One possible scenario:
- Environment upgraded to 6.1.1.100, system froze when running the "ls -l" command. - The ls command was hung for over 1 minute when a crash dump was taken. - Upon review of the crash dump it shows that "ls -l" is waiting for an inode rw lock in shared mode which is currently acquired by another thread and is spinning Sample strack trace:
PID: 26248 TASK: ffff8107d80fa040 CPU: 13 COMMAND: "ls"
#0 [ffff8107d9c71ac8] schedule at ffffffff80062fa0
#1 [ffff8107d9c71ba0] vx_svar_sleep_unlock at ffffffff886f1a53 [vxfs]
#2 [ffff8107d9c71bf0] vx_rwsleep_rec_lock at ffffffff886dad8b [vxfs]
#3 [ffff8107d9c71c10] vx_recsmp_rangelock at ffffffff886a6acb [vxfs]
#4 [ffff8107d9c71c20] vx_irwlock at ffffffff886cc508 [vxfs]
#5 [ffff8107d9c71c50] vx_linux_getxattr at ffffffff8872c2e1 [vxfs]
#6 [ffff8107d9c71d50] vfs_getxattr at ffffffff800f7567
#7 [ffff8107d9c71d90] getxattr at ffffffff800f7651
#8 [ffff8107d9c71ec0] sys_getxattr at ffffffff800f7751
#9 [ffff8107d9c71f80] tracesys at ffffffff8005d29e (via system_call)
RIP: 00002b09b16569c9 RSP: 00007fffcb6e0c38 RFLAGS: 00000246
RAX: ffffffffffffffda RBX: ffffffff8005d29e RCX: ffffffffffffffff
RDX: 0000000000000000 RSI: 00002b09b116ad17 RDI: 00007fffcb6e0c60
RBP: 000000001b8268e8 R8: 0000000000000000 R9: 0000000000000000
R10: 0000000000000000 R11: 0000000000000246 R12: 000000001b8268e0
R13: 00007fffcb6e1030 R14: 00007fffcb6e0c60 R15: 0000000000000000
ORIG_RAX: 00000000000000bf CS: 0033 SS: 002b
On later version of Linux kernel, a thread cannot generate page-faults while holding page locks as this can cause a deadlock.
Because of this, VxFS pre-faults the source pages for a write system call which is using buffered-IO.
For a POSIX thread, which shares its address-space with other threads, the pre-faulting in VxFS uses the kernel’s get_user_pages().
The behaviour of get_user_pages() on RHEL5 causes the later copy of data into the file’s page-cache to enter an infinite loop in VxFS when the source pages are anonymous memory buffers.
Anonymous buffers may come from malloc(), or the application creating an anonymous mapping via mmap().
Although the restriction of page-faults while holding page-locks does not apply to RHEL5, this build incorrectly disallowed page-faults in VxFS version 6.1.1.100.
The incorrect build, combined with RHEL5’s get_user_pages() behaviour, is the cause of the hang.
NOTE: A thread usually populates the contents of a buffer given to the write system call.
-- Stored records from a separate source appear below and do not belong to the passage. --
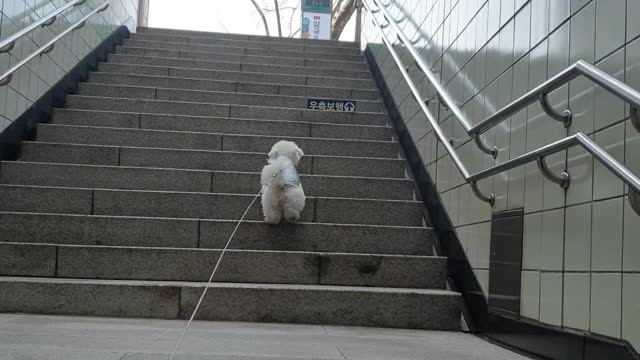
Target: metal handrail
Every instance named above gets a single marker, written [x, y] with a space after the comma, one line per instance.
[581, 67]
[49, 46]
[7, 45]
[443, 95]
[538, 155]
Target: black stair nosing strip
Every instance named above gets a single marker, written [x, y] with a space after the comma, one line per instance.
[213, 172]
[181, 51]
[221, 134]
[301, 109]
[249, 195]
[245, 48]
[204, 117]
[156, 88]
[352, 89]
[249, 221]
[312, 156]
[232, 71]
[24, 127]
[233, 36]
[235, 250]
[240, 63]
[189, 39]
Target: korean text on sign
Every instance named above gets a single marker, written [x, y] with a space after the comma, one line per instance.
[331, 105]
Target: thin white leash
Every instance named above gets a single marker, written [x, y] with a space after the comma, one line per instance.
[204, 292]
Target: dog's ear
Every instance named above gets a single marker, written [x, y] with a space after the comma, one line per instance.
[298, 154]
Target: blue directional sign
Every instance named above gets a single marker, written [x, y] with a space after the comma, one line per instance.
[331, 105]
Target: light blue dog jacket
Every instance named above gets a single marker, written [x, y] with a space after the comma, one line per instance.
[290, 176]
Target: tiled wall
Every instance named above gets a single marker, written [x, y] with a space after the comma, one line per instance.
[581, 256]
[44, 71]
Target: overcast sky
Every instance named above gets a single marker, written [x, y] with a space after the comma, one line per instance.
[233, 16]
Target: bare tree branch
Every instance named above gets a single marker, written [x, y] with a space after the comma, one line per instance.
[281, 8]
[336, 7]
[264, 19]
[275, 3]
[291, 18]
[342, 18]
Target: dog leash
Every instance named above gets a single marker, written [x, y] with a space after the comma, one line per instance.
[215, 268]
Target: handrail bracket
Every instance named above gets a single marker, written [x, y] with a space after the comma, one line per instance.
[49, 22]
[491, 198]
[566, 116]
[490, 150]
[8, 47]
[634, 113]
[564, 179]
[634, 200]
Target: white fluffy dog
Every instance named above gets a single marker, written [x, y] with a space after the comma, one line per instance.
[283, 196]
When this is done, the issue is not hit.
There is no workaround, other than to update the VxFS package. The fix is available in the VxFS Private hot-fix 6.1.1.103 for RHEL 5.x
Please contact Veritas support if you require this hot-fix.
Applies To
The issue is specific to RHEL5 and VxFS version 6.1.1.100.